@Soundescape Hmm, I've added GTZAN data, but I'm seeing several issues with these tracks:
1) wildly varying in quality
2) mono
3) 22050 Hz sampling rate
4) no artist/album/track/release information
But it helped me show one thing: total unweighted RMS and K-weighted RMS are within +/-1 dB of each other for most (90%) music.
So if one can't measure the K-weighted RMS value then it's safer to just use the unweighted RMS value instead of adding something to the A-weighted value as I've suggested before.
Due to these issues, I think I'll remove the data again in the next version.

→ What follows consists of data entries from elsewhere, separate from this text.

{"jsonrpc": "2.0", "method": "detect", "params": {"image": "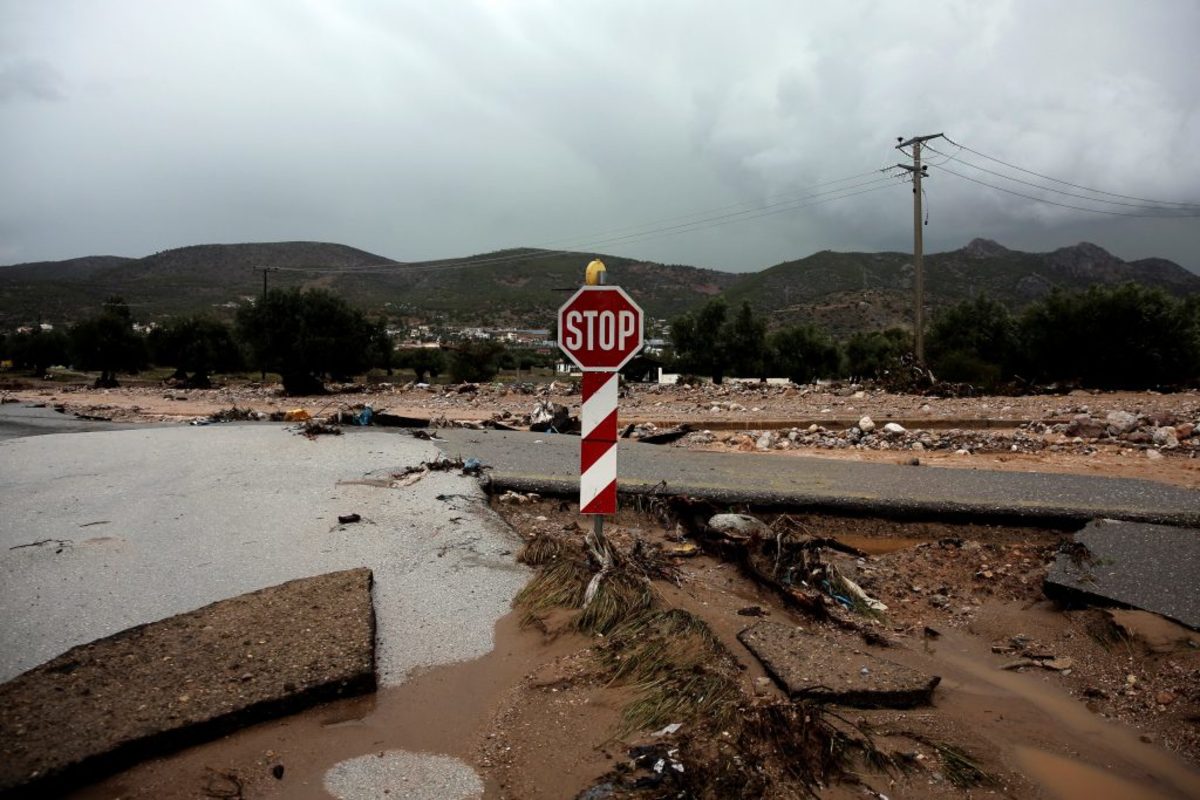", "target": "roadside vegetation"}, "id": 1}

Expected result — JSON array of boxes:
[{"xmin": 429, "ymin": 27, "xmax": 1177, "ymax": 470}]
[
  {"xmin": 668, "ymin": 283, "xmax": 1200, "ymax": 392},
  {"xmin": 0, "ymin": 283, "xmax": 1200, "ymax": 395}
]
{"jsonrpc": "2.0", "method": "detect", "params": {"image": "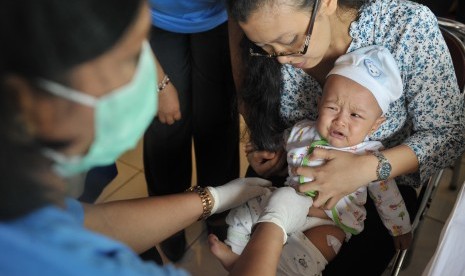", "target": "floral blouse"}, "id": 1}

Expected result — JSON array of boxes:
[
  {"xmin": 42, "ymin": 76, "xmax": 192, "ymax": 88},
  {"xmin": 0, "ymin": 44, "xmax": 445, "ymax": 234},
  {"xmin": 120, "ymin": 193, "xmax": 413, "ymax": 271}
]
[{"xmin": 280, "ymin": 0, "xmax": 465, "ymax": 187}]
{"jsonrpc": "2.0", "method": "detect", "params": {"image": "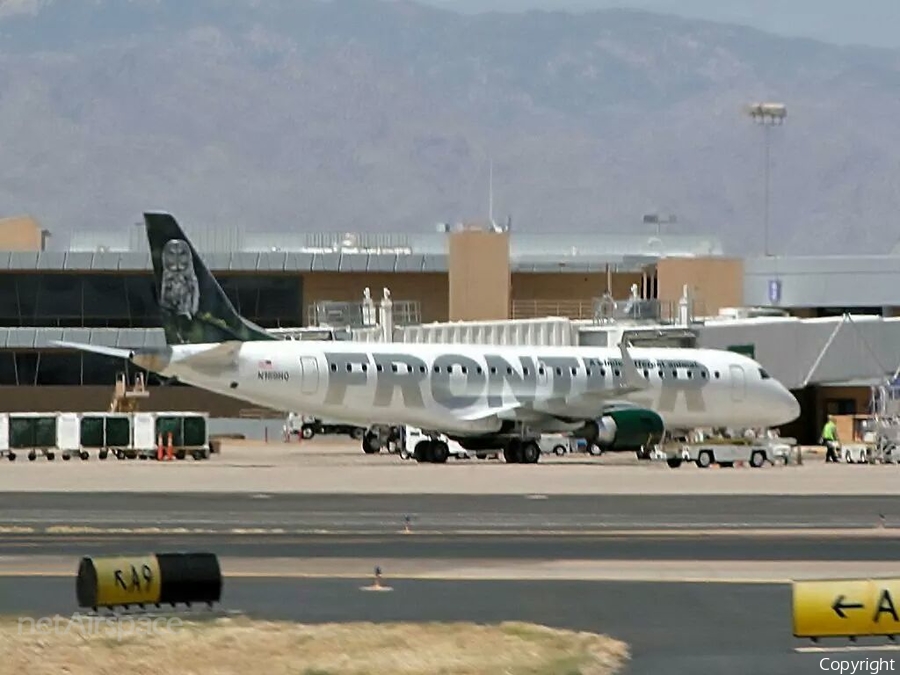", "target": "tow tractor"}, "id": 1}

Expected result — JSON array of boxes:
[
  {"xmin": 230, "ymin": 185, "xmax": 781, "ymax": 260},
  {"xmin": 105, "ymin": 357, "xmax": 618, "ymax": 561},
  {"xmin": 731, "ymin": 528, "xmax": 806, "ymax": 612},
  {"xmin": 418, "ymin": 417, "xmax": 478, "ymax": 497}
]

Here's something that makes more sense to me:
Pick at least one reference album per genre. Analyze that. People can then play the exact same album on their system to calibrate their volume levels.
Different services may use different masters so it could make sense to repeat that for every service. And it could make sense to pick a "loud" (highly dynamic range compressed) and "quiet" album in each genre. (As we saw, with proper loudness normalization differences in volume setting for the same target will be within ~2 dB, so picking the "louder" one would be the safest option.)
In the end, the user experience would be like this:
I listen to metal on Spotify, so I filter for that and copy the values of the reference album into the main sheet.
I configure my target and select a headphone. The spreadsheet tells me I need X volts and Y dB amp gain. Cool, now I know what to buy.
I configure the source and amp. Now the spreadsheet tells me that I need to set the volume to Z dB to be on target. Done.
As long as loudness normalization is engaged, all comparable music I listen to will be at roughly the same target level.